Remote attestation can be used to verify that the client is running on a genuine device designed for humans (e.g. laptop, smartphone), as opposed to a headless computer (e.g. server, router), which can be a proxy for the user being human.

It should be noted that the use of remote attestation is controversial, as it has the potential to limit competition and innovation, and degrade the user experience of those using incompatible systems (e.g. Linux).

See also app attestation.

Private Access Tokens

Private Access Tokens (PATs) is a privacy-preserving protocol for remote attestation on the Web. It’s based on Privacy Pass, a more generic protocol for replacing CAPTCHAs on the Internet (not just the Web).

PATs are only supported by recent Apple devices; neither Google nor Microsoft have publicly expressed any interest in the protocol as of early 2024. They’re also supported by reverse proxies (i.e. Cloudflare and Fastly), and hCaptcha.

Like remote attestation in general, PATs has been criticised for its potential to limit competition and innovation, and degrade the user experience of those using incompatible systems.

User presence tests

User presence tests are challenges that require the user to demonstrate their presence by physically interacting with a secure hardware device, such as a Yubikey or the fingerprint reader on a smartphone. This may be as close as we can get to verifying that a human is performing a particular action.

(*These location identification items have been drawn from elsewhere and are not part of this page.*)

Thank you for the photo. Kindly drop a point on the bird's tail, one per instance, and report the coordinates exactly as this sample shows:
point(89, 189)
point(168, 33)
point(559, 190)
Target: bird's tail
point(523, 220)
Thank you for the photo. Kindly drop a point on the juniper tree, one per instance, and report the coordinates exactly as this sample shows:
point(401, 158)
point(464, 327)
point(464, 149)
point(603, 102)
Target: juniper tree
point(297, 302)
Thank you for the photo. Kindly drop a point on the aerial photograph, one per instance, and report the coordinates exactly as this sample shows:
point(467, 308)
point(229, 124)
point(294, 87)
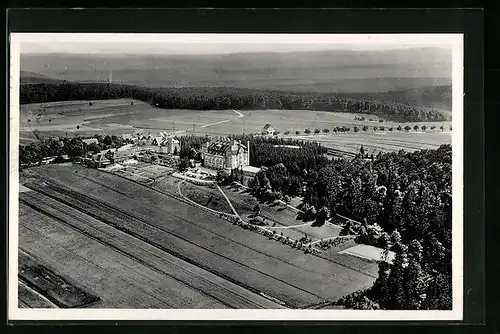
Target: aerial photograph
point(234, 172)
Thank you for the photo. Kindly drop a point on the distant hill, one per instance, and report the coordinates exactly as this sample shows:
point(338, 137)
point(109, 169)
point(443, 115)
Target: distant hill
point(337, 71)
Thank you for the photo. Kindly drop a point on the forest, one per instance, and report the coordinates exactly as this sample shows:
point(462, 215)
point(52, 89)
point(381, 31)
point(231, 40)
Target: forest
point(402, 201)
point(221, 98)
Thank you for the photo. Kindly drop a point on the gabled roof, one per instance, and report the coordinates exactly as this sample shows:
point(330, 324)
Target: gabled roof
point(159, 140)
point(90, 141)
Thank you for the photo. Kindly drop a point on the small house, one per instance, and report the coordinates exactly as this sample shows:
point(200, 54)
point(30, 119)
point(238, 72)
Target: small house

To defeat these tests, an attacker would need to operate a click farm with many such devices, and automate their use through low-paid workers or robots. This is expensive and difficult to scale; especially when the number of operations performed in a given time frame is limited.

Cryptographic Attestation of Personhood

The Cryptographic Attestation of Personhood (CAP) is a novel, privacy-preserving, user presence test, and the only such protocol to be operational as of this writing. It leverages the WebAuthn standard, so it’s only available in Web browsers.

CAP is currently only supported by Cloudflare, but they’ve made the core of the protocol available as an open source library.

A proof of concept of a click farm to defeat CAP has been documented, highlighting the difficulty of scaling such an operation.

User presence tests in native apps

There’s currently no turnkey solution for user presence tests in native apps. However, it should be possible to create a version of CAP that doesn’t use WebAuthn.

Proof of Personhood

Proof of Personhood (PoP) is, in theory, the ultimate form of humanity verification. In practice, the reliability of each solution is determined by the quality of the signals used (e.g. biometrics, government-issued id documents, social connections).

PoP is simply mentioned here for completeness, but we strongly advise against using any PoP solution to mitigate DDoS attacks. Whilst promising, this field isn’t mature enough, lacks any meaningful adoption, and its flagship solution poses significant privacy concerns.